The genetically engineered chimeric antigen receptor T cell (CAR-T) therapy has shown remarkable clinical efficacy in the treatment of hematological malignancies. Nonetheless, it is difficult to harvest adequate autologous T cells to manufacture potent CAR-T cell products in patients with high tumor burden and prior tumor-reductive treatment. Here we reported a relapsed/refractory acute lymphoblastic leukemia patient with high leukemia burden and central nervous system (CNS) involvement.

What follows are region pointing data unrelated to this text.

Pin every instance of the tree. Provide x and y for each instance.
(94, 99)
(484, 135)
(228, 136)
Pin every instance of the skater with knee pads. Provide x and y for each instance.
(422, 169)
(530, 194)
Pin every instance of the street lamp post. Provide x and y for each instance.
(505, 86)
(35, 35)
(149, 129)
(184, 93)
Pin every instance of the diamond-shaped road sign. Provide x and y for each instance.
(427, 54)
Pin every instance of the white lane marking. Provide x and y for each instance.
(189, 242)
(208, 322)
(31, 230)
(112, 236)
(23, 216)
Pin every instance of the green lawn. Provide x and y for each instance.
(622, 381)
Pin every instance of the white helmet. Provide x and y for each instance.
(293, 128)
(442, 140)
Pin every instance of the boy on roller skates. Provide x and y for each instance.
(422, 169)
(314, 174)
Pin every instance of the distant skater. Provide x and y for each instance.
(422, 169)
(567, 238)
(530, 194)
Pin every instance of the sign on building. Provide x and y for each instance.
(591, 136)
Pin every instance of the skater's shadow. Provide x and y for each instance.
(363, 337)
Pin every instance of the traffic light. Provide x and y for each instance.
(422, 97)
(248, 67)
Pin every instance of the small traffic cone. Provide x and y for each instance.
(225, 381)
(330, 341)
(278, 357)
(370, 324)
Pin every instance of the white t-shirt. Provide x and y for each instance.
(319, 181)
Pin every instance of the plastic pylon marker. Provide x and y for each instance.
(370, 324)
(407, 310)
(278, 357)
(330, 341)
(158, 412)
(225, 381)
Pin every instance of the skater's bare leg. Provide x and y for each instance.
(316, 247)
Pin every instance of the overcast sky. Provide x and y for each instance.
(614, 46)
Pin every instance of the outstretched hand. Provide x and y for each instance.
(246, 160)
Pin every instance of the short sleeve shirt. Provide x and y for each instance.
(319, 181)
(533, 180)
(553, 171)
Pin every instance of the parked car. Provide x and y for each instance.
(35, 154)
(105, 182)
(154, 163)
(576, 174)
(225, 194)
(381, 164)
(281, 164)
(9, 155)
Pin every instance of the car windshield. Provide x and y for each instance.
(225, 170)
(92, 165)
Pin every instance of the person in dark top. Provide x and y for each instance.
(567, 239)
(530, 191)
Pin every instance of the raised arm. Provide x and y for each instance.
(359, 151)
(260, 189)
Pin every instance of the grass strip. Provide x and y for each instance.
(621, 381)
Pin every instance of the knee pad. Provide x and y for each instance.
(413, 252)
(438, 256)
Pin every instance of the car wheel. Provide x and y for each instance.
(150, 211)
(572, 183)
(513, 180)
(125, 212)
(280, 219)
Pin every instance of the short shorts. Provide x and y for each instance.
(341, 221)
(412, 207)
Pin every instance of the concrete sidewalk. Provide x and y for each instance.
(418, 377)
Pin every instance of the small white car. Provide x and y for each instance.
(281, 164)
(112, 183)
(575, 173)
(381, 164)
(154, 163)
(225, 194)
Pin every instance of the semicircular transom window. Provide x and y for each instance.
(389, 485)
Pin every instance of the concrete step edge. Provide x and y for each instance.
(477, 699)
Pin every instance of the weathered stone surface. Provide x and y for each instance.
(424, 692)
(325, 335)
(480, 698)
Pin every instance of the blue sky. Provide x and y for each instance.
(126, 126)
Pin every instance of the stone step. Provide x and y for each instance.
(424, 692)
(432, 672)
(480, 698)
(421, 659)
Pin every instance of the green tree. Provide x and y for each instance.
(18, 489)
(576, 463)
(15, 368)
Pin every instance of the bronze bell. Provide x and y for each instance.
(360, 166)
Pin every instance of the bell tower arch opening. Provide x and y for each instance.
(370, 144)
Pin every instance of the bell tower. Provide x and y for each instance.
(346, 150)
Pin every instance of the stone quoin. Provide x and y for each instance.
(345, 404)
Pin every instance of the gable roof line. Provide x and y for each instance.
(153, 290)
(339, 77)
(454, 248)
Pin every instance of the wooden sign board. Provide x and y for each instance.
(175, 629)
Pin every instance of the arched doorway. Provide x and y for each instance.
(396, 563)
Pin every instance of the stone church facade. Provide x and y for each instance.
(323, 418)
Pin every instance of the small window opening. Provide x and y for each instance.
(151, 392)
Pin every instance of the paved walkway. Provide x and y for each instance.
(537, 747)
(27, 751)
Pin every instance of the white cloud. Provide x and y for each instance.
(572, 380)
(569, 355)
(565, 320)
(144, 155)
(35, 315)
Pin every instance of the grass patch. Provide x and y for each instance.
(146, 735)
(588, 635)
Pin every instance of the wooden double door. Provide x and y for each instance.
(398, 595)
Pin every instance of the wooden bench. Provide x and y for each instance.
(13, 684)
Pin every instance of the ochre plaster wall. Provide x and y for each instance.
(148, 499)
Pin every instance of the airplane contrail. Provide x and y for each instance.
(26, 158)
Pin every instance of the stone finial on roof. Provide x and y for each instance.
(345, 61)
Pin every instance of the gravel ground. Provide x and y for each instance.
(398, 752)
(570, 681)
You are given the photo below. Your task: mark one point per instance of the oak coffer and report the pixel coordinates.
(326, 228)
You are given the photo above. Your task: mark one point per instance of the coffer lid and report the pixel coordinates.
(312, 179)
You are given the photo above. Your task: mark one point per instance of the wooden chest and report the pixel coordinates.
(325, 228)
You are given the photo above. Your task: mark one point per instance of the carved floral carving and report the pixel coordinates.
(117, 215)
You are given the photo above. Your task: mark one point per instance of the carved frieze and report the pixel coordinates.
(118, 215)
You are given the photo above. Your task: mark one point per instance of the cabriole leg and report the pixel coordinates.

The patient responded to donor-derived HLA-matched allogeneic CAR-T treatment, with the achievement of quick complete remission. And for the first time, we revealed the development of a cerebral CRS in situ after allogeneic CAR-T therapy.

基因工程嵌合抗原受体T细胞(CAR-T)疗法在治疗血液系统恶性肿瘤中显示出显著的临床疗效。然而,在高肿瘤负荷和既往肿瘤减少治疗的患者中,很难获得足够的自体T细胞来制造有效的CAR-T细胞产品。我们报告了一例复发/难治性急性淋巴细胞白血病患者,白血病负担高,中枢神经系统(CNS)受累。患者对供体来源的hla匹配的异体CAR-T治疗有反应,实现了快速完全缓解。我们首次揭示了同种异体CAR-T治疗后脑原位CRS的发展。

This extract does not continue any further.